Last week was big for me: I did my first jury trial in a wheelchair.  It’s crazy that I’ve been in a wheelchair for 2.5 years and it was my first one.  I say it’s because I am really good at pleading out cases (which is true).  But, I’ve also been hesitant.  The ones that I knew for sure were going to trial I was kind of pushing off.  And then the ones that I wanted to go to trial sooner ended up getting pushed for reasons beyond my control.  Such is the chaos that is the legal profession.

But last week, a case was ready, and away we went.  I was nervous.  Not for the case.  I felt as prepared as possible for that.  I had a whole other set of worries.  Would the jury be preoccupied with my wheelchair to listen to my arguments?  How was I going to take notes and address them at the same time?  I can’t use the podium because they’re wooden and set to a standing person’s height.  Not very wheelchair user friendly.  And things like standing as a way to show respect to the judge or jury.  Those were out the window.  Would they understand that I was still trying to be respectful?  Before my so called wheeled life, I would stand every time I addressed the judge.  And I would stand when asking questions.  It was professional.

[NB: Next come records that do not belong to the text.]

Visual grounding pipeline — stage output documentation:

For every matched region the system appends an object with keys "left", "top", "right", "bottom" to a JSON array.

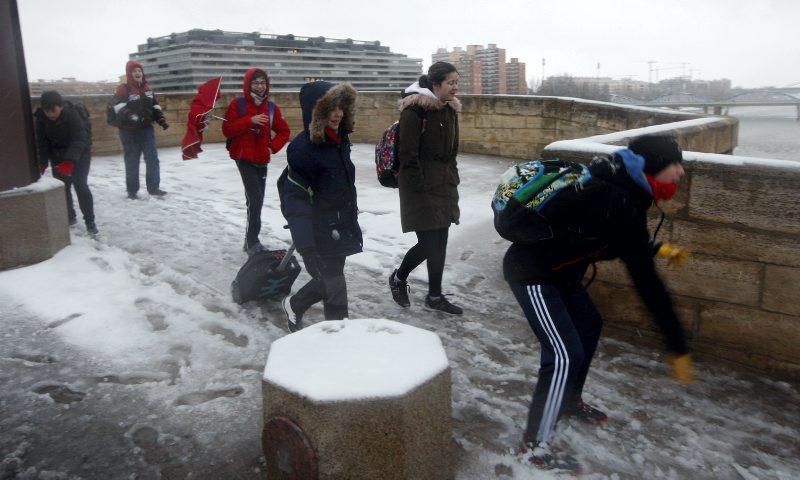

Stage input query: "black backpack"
[
  {"left": 106, "top": 83, "right": 131, "bottom": 127},
  {"left": 231, "top": 247, "right": 302, "bottom": 304},
  {"left": 225, "top": 97, "right": 275, "bottom": 151},
  {"left": 64, "top": 102, "right": 92, "bottom": 145}
]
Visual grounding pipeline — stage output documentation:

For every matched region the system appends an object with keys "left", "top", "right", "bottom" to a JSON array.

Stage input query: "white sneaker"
[{"left": 281, "top": 295, "right": 303, "bottom": 333}]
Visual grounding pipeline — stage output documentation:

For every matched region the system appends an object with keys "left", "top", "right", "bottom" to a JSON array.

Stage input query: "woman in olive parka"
[{"left": 389, "top": 62, "right": 462, "bottom": 315}]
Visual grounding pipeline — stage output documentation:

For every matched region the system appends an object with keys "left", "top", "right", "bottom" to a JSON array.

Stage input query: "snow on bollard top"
[{"left": 264, "top": 319, "right": 448, "bottom": 402}]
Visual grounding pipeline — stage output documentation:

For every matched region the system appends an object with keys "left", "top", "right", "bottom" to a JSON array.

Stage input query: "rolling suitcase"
[{"left": 231, "top": 244, "right": 301, "bottom": 304}]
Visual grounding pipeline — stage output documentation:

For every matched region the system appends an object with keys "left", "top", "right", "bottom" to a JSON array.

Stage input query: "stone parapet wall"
[
  {"left": 544, "top": 138, "right": 800, "bottom": 381},
  {"left": 53, "top": 92, "right": 736, "bottom": 159}
]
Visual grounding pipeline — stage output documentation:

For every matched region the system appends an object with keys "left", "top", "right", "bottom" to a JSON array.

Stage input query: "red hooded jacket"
[
  {"left": 111, "top": 60, "right": 164, "bottom": 130},
  {"left": 222, "top": 68, "right": 291, "bottom": 165}
]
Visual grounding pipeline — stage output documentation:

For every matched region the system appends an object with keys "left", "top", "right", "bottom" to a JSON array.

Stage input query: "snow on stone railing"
[{"left": 543, "top": 127, "right": 800, "bottom": 379}]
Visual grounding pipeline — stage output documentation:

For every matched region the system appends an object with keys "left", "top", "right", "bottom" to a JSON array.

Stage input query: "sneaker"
[
  {"left": 519, "top": 442, "right": 583, "bottom": 475},
  {"left": 281, "top": 295, "right": 303, "bottom": 333},
  {"left": 564, "top": 398, "right": 608, "bottom": 425},
  {"left": 425, "top": 295, "right": 464, "bottom": 315},
  {"left": 86, "top": 222, "right": 99, "bottom": 235},
  {"left": 389, "top": 270, "right": 411, "bottom": 307}
]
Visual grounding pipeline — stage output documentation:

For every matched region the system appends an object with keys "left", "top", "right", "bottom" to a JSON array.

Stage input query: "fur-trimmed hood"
[
  {"left": 300, "top": 81, "right": 356, "bottom": 144},
  {"left": 398, "top": 82, "right": 461, "bottom": 113}
]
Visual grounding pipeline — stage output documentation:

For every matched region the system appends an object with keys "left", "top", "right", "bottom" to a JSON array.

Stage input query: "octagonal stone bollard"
[{"left": 262, "top": 319, "right": 453, "bottom": 480}]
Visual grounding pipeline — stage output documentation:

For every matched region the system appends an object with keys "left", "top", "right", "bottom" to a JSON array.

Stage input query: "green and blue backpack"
[{"left": 492, "top": 160, "right": 592, "bottom": 243}]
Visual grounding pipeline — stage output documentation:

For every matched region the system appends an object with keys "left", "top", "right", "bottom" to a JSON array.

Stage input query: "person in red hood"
[
  {"left": 222, "top": 68, "right": 291, "bottom": 255},
  {"left": 108, "top": 60, "right": 169, "bottom": 200}
]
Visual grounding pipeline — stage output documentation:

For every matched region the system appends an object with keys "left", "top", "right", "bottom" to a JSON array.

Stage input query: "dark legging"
[
  {"left": 397, "top": 227, "right": 450, "bottom": 297},
  {"left": 291, "top": 253, "right": 348, "bottom": 320},
  {"left": 236, "top": 160, "right": 267, "bottom": 248}
]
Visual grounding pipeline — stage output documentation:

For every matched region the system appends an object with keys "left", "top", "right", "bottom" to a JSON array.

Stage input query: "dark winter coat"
[
  {"left": 34, "top": 101, "right": 91, "bottom": 167},
  {"left": 222, "top": 68, "right": 291, "bottom": 165},
  {"left": 111, "top": 60, "right": 164, "bottom": 130},
  {"left": 503, "top": 149, "right": 687, "bottom": 354},
  {"left": 281, "top": 82, "right": 363, "bottom": 256},
  {"left": 398, "top": 93, "right": 461, "bottom": 232}
]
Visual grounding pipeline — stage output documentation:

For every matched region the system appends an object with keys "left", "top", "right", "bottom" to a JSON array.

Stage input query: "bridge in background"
[{"left": 611, "top": 87, "right": 800, "bottom": 121}]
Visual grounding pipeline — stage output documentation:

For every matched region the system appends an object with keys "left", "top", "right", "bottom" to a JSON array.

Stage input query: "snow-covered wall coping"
[
  {"left": 264, "top": 319, "right": 448, "bottom": 402},
  {"left": 0, "top": 176, "right": 64, "bottom": 197},
  {"left": 543, "top": 117, "right": 800, "bottom": 379},
  {"left": 47, "top": 91, "right": 736, "bottom": 159}
]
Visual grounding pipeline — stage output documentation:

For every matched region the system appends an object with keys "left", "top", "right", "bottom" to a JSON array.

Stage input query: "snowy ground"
[{"left": 0, "top": 145, "right": 800, "bottom": 480}]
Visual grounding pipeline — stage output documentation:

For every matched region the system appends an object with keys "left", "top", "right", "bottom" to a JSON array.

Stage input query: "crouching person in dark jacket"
[
  {"left": 278, "top": 81, "right": 363, "bottom": 332},
  {"left": 510, "top": 135, "right": 694, "bottom": 471},
  {"left": 34, "top": 90, "right": 97, "bottom": 235}
]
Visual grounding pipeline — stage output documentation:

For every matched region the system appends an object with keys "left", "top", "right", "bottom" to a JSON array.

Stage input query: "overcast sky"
[{"left": 17, "top": 0, "right": 800, "bottom": 87}]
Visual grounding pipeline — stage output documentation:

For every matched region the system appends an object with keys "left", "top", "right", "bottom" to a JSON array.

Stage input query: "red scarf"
[
  {"left": 645, "top": 173, "right": 678, "bottom": 203},
  {"left": 325, "top": 127, "right": 342, "bottom": 145}
]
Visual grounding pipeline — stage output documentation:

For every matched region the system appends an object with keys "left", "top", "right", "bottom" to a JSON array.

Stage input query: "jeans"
[{"left": 119, "top": 125, "right": 161, "bottom": 197}]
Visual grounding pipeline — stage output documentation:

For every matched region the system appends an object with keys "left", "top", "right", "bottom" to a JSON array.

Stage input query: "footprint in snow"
[
  {"left": 175, "top": 386, "right": 244, "bottom": 406},
  {"left": 202, "top": 323, "right": 250, "bottom": 347},
  {"left": 33, "top": 384, "right": 86, "bottom": 404}
]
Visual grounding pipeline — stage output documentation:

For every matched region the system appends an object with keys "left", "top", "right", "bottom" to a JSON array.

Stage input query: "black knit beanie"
[{"left": 628, "top": 135, "right": 683, "bottom": 175}]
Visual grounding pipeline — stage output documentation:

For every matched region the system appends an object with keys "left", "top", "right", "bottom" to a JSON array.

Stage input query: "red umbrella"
[{"left": 181, "top": 77, "right": 222, "bottom": 160}]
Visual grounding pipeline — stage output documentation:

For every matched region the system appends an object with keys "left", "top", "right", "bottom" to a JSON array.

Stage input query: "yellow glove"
[
  {"left": 667, "top": 353, "right": 697, "bottom": 385},
  {"left": 656, "top": 243, "right": 689, "bottom": 267}
]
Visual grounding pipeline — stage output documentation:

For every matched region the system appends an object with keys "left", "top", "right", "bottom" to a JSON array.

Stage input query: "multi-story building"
[
  {"left": 431, "top": 43, "right": 528, "bottom": 95},
  {"left": 506, "top": 58, "right": 528, "bottom": 95},
  {"left": 130, "top": 29, "right": 422, "bottom": 92},
  {"left": 28, "top": 77, "right": 119, "bottom": 97},
  {"left": 467, "top": 43, "right": 507, "bottom": 95}
]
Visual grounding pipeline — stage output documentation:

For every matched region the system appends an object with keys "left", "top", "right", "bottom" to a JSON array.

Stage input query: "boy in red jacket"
[{"left": 222, "top": 68, "right": 290, "bottom": 255}]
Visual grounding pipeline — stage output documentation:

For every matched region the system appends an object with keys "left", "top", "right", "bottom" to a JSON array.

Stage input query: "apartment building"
[{"left": 130, "top": 29, "right": 422, "bottom": 92}]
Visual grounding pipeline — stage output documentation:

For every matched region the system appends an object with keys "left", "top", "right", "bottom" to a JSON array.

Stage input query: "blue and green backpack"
[{"left": 492, "top": 160, "right": 592, "bottom": 243}]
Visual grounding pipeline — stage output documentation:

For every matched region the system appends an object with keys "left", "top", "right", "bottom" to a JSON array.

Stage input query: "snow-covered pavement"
[{"left": 0, "top": 144, "right": 800, "bottom": 480}]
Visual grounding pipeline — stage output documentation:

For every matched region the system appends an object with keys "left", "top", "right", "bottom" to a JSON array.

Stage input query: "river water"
[{"left": 728, "top": 106, "right": 800, "bottom": 161}]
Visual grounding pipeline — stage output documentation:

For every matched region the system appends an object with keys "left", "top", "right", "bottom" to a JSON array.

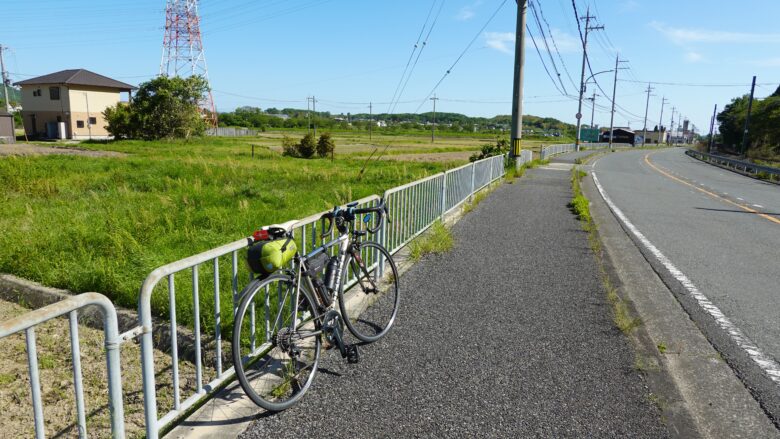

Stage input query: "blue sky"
[{"left": 0, "top": 0, "right": 780, "bottom": 131}]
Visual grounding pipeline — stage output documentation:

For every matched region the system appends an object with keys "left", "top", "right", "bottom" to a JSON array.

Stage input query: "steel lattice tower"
[{"left": 160, "top": 0, "right": 217, "bottom": 127}]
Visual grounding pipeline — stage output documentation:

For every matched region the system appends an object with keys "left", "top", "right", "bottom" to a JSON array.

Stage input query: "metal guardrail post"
[
  {"left": 0, "top": 293, "right": 125, "bottom": 439},
  {"left": 469, "top": 163, "right": 477, "bottom": 201}
]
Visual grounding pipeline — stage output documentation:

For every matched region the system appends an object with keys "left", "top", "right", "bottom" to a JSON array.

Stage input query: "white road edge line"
[{"left": 591, "top": 172, "right": 780, "bottom": 384}]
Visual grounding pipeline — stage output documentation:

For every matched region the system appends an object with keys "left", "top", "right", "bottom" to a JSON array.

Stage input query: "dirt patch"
[
  {"left": 382, "top": 151, "right": 474, "bottom": 162},
  {"left": 0, "top": 143, "right": 127, "bottom": 157},
  {"left": 0, "top": 301, "right": 215, "bottom": 438}
]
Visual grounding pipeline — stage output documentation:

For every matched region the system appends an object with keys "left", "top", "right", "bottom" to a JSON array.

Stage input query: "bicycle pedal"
[{"left": 347, "top": 344, "right": 360, "bottom": 364}]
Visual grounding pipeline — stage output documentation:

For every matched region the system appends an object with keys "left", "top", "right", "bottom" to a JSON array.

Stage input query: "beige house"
[{"left": 16, "top": 69, "right": 135, "bottom": 139}]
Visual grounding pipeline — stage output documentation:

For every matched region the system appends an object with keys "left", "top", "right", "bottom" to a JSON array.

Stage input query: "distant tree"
[
  {"left": 103, "top": 102, "right": 140, "bottom": 139},
  {"left": 103, "top": 76, "right": 208, "bottom": 140},
  {"left": 469, "top": 138, "right": 509, "bottom": 162},
  {"left": 317, "top": 133, "right": 336, "bottom": 157},
  {"left": 282, "top": 135, "right": 301, "bottom": 157}
]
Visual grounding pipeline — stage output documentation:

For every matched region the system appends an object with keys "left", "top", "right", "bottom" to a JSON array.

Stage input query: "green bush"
[
  {"left": 317, "top": 133, "right": 336, "bottom": 157},
  {"left": 298, "top": 133, "right": 317, "bottom": 159}
]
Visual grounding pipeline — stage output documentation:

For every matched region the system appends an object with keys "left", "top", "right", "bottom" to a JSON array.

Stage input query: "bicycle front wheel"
[
  {"left": 339, "top": 242, "right": 401, "bottom": 343},
  {"left": 233, "top": 275, "right": 321, "bottom": 411}
]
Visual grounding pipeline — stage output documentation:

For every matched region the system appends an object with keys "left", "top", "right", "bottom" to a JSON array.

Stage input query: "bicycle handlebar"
[{"left": 320, "top": 200, "right": 392, "bottom": 238}]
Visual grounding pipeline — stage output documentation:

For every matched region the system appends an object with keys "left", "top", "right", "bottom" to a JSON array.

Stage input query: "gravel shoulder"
[{"left": 242, "top": 158, "right": 668, "bottom": 438}]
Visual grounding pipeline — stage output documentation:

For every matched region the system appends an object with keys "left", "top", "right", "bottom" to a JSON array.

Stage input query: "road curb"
[{"left": 583, "top": 167, "right": 780, "bottom": 438}]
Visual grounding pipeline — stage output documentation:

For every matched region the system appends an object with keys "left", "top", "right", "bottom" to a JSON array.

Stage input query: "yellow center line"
[{"left": 645, "top": 151, "right": 780, "bottom": 224}]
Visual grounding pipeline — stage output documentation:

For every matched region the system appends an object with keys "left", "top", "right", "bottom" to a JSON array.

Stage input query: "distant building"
[{"left": 16, "top": 69, "right": 135, "bottom": 139}]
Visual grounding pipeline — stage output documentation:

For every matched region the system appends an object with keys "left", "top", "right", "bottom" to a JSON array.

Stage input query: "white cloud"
[
  {"left": 485, "top": 32, "right": 515, "bottom": 53},
  {"left": 750, "top": 58, "right": 780, "bottom": 67},
  {"left": 455, "top": 0, "right": 482, "bottom": 21},
  {"left": 485, "top": 29, "right": 582, "bottom": 53},
  {"left": 650, "top": 21, "right": 780, "bottom": 45},
  {"left": 455, "top": 6, "right": 474, "bottom": 21},
  {"left": 685, "top": 52, "right": 704, "bottom": 63},
  {"left": 620, "top": 0, "right": 639, "bottom": 13}
]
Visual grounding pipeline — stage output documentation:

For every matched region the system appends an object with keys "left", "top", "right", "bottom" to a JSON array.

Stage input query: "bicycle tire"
[
  {"left": 339, "top": 241, "right": 401, "bottom": 343},
  {"left": 233, "top": 275, "right": 322, "bottom": 412}
]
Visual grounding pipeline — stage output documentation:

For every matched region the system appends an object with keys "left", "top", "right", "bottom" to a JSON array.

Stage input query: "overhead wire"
[
  {"left": 534, "top": 1, "right": 578, "bottom": 90},
  {"left": 414, "top": 0, "right": 507, "bottom": 113},
  {"left": 390, "top": 0, "right": 444, "bottom": 113},
  {"left": 387, "top": 0, "right": 436, "bottom": 112}
]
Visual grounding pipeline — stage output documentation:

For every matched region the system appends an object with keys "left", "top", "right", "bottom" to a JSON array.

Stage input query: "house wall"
[
  {"left": 69, "top": 86, "right": 120, "bottom": 139},
  {"left": 22, "top": 84, "right": 120, "bottom": 139}
]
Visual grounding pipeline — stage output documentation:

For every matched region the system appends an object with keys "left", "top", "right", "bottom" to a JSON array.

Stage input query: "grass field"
[{"left": 0, "top": 133, "right": 560, "bottom": 327}]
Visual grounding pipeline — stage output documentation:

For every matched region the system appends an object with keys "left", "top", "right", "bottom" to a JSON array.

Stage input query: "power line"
[
  {"left": 390, "top": 0, "right": 444, "bottom": 113},
  {"left": 525, "top": 24, "right": 568, "bottom": 96},
  {"left": 387, "top": 0, "right": 436, "bottom": 112},
  {"left": 534, "top": 2, "right": 577, "bottom": 89},
  {"left": 526, "top": 0, "right": 568, "bottom": 94}
]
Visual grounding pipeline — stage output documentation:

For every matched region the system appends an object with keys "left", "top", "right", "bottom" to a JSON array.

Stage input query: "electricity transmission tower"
[{"left": 160, "top": 0, "right": 217, "bottom": 127}]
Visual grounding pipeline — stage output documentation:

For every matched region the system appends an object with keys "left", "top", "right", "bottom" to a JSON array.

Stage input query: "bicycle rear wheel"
[
  {"left": 339, "top": 242, "right": 401, "bottom": 343},
  {"left": 233, "top": 275, "right": 321, "bottom": 411}
]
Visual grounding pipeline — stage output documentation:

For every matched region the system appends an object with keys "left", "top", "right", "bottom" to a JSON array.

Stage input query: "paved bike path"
[{"left": 242, "top": 160, "right": 667, "bottom": 438}]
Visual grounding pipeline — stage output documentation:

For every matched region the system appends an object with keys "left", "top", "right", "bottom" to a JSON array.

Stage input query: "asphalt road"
[
  {"left": 593, "top": 149, "right": 780, "bottom": 423},
  {"left": 242, "top": 160, "right": 667, "bottom": 438}
]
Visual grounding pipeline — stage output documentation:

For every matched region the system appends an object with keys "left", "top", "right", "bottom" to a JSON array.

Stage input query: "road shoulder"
[{"left": 583, "top": 167, "right": 780, "bottom": 438}]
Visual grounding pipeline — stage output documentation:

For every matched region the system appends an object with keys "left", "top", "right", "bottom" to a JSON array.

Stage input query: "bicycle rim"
[
  {"left": 339, "top": 242, "right": 401, "bottom": 343},
  {"left": 233, "top": 275, "right": 321, "bottom": 411}
]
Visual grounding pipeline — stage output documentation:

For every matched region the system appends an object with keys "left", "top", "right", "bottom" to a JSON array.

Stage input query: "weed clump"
[{"left": 409, "top": 221, "right": 455, "bottom": 262}]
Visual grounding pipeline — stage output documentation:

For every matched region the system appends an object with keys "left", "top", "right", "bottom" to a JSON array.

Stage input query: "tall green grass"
[{"left": 0, "top": 138, "right": 445, "bottom": 325}]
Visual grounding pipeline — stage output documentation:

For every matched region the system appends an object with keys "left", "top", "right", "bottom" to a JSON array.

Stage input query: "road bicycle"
[{"left": 233, "top": 202, "right": 400, "bottom": 411}]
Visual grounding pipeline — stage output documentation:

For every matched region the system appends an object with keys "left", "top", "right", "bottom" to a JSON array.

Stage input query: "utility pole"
[
  {"left": 642, "top": 82, "right": 653, "bottom": 146},
  {"left": 306, "top": 96, "right": 311, "bottom": 134},
  {"left": 575, "top": 7, "right": 604, "bottom": 151},
  {"left": 0, "top": 45, "right": 11, "bottom": 114},
  {"left": 707, "top": 104, "right": 718, "bottom": 154},
  {"left": 656, "top": 96, "right": 669, "bottom": 145},
  {"left": 741, "top": 76, "right": 756, "bottom": 157},
  {"left": 608, "top": 54, "right": 628, "bottom": 150},
  {"left": 508, "top": 0, "right": 528, "bottom": 157},
  {"left": 311, "top": 95, "right": 317, "bottom": 137},
  {"left": 431, "top": 95, "right": 439, "bottom": 143}
]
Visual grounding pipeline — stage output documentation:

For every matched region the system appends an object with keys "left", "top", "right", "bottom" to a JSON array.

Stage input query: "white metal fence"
[
  {"left": 0, "top": 293, "right": 125, "bottom": 439},
  {"left": 206, "top": 127, "right": 259, "bottom": 137},
  {"left": 0, "top": 151, "right": 516, "bottom": 438},
  {"left": 539, "top": 143, "right": 631, "bottom": 160}
]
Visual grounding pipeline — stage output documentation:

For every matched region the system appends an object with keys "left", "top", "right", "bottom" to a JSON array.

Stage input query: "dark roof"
[{"left": 16, "top": 69, "right": 135, "bottom": 90}]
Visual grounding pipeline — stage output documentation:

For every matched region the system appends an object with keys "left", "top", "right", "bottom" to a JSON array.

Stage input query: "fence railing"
[
  {"left": 0, "top": 293, "right": 125, "bottom": 439},
  {"left": 206, "top": 127, "right": 259, "bottom": 137},
  {"left": 0, "top": 151, "right": 516, "bottom": 439},
  {"left": 685, "top": 149, "right": 780, "bottom": 181},
  {"left": 539, "top": 143, "right": 631, "bottom": 160}
]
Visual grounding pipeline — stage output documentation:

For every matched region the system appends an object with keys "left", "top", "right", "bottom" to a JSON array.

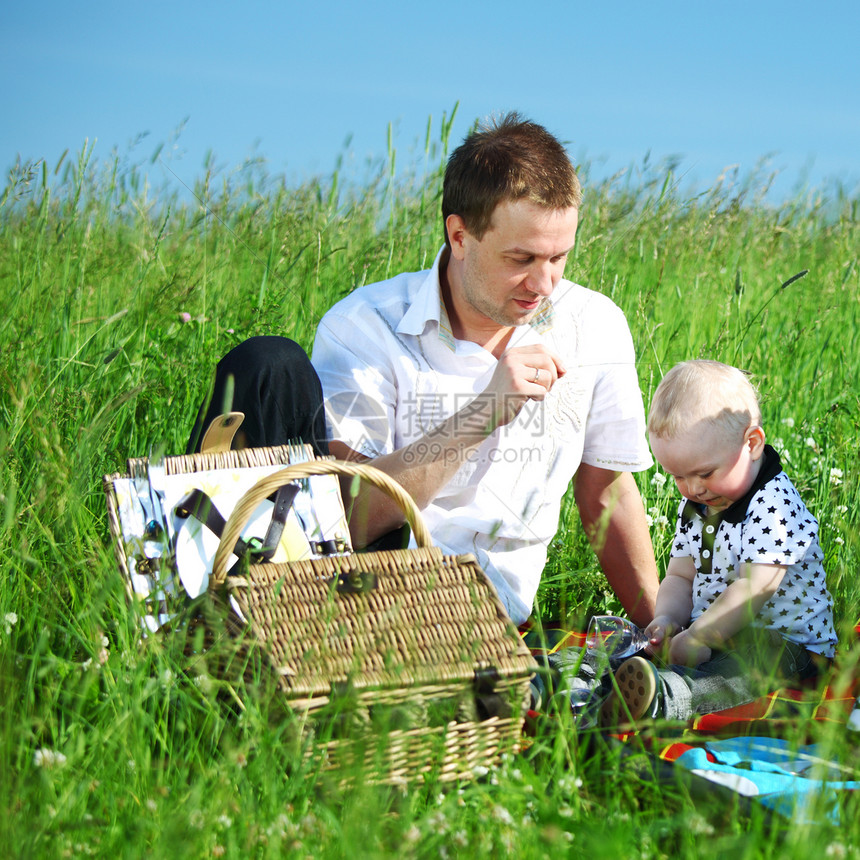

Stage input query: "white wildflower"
[
  {"left": 33, "top": 747, "right": 66, "bottom": 770},
  {"left": 651, "top": 472, "right": 666, "bottom": 490}
]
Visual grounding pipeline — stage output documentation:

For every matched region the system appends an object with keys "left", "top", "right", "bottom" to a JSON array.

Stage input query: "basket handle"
[{"left": 210, "top": 460, "right": 433, "bottom": 585}]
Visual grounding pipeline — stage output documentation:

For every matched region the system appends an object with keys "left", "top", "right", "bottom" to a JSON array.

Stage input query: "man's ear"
[
  {"left": 445, "top": 213, "right": 468, "bottom": 260},
  {"left": 744, "top": 427, "right": 765, "bottom": 460}
]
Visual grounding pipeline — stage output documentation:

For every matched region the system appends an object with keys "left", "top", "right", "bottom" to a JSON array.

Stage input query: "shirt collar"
[
  {"left": 681, "top": 445, "right": 782, "bottom": 525},
  {"left": 397, "top": 246, "right": 555, "bottom": 350}
]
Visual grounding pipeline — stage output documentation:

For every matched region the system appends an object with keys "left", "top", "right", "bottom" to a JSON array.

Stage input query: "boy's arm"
[
  {"left": 645, "top": 556, "right": 696, "bottom": 653},
  {"left": 669, "top": 564, "right": 786, "bottom": 666}
]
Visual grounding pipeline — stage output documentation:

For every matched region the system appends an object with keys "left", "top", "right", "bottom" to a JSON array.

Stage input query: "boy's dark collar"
[{"left": 681, "top": 445, "right": 782, "bottom": 525}]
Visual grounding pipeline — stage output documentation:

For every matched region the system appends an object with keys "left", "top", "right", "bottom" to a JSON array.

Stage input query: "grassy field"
[{"left": 0, "top": 123, "right": 860, "bottom": 858}]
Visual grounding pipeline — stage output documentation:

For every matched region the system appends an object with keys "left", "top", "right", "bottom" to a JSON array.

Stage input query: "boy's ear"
[{"left": 744, "top": 427, "right": 765, "bottom": 460}]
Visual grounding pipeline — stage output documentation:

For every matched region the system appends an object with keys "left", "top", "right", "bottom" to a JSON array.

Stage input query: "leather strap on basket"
[
  {"left": 175, "top": 484, "right": 299, "bottom": 561},
  {"left": 209, "top": 460, "right": 433, "bottom": 588}
]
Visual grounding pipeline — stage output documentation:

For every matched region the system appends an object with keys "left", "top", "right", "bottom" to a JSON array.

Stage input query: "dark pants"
[{"left": 186, "top": 336, "right": 328, "bottom": 457}]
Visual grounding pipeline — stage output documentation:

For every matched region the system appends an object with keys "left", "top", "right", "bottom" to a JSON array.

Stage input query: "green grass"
[{"left": 0, "top": 116, "right": 860, "bottom": 858}]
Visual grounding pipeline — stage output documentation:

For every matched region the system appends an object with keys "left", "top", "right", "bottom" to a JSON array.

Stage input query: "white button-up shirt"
[{"left": 313, "top": 252, "right": 651, "bottom": 623}]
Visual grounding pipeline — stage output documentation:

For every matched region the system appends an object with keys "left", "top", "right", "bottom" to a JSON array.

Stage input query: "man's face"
[{"left": 449, "top": 200, "right": 579, "bottom": 329}]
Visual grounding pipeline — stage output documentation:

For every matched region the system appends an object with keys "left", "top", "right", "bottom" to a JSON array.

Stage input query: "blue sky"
[{"left": 0, "top": 0, "right": 860, "bottom": 202}]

But, I pushed all that aside so I wouldn’t be distracted from the main goal: winning.  The jury didn’t seem to react outwardly to my wheelchair.  They seemed to be focusing on the facts, which is exactly right.  Though, in my closing arguments, my investigator said a few of them were watching intrigued as I put my pointer and whatnot in my cup holder (I call it my “holster”).  Apparently they thought that was clever.  I hope they’re as amused by my arguments as they were by my cup holder.

Overall, it wasn’t that different from when I was walking.

Negatives:

-Couldn’t stand for the jury or judge

-Couldn’t use the podium

-Couldn’t bring in my normal wheelie bag to carry all my stuff, so I was limited on what I could bring in.  I have some big cases coming up with way more files.  I’m going to have to figure something else out.

Positives:

I love my job and I’m doing it.  Nothing can stop me.

Ladies and gentlemen, the positives win.  Now I go back to waiting for my jury to return a verdict.

P.S. Shout out to the hubs who taught me the difference between an ax and a hatchet.  There was one involved in this case and that was actually a pretty big difference.  I was able to educate the judge and DA.  So, thanks hubs!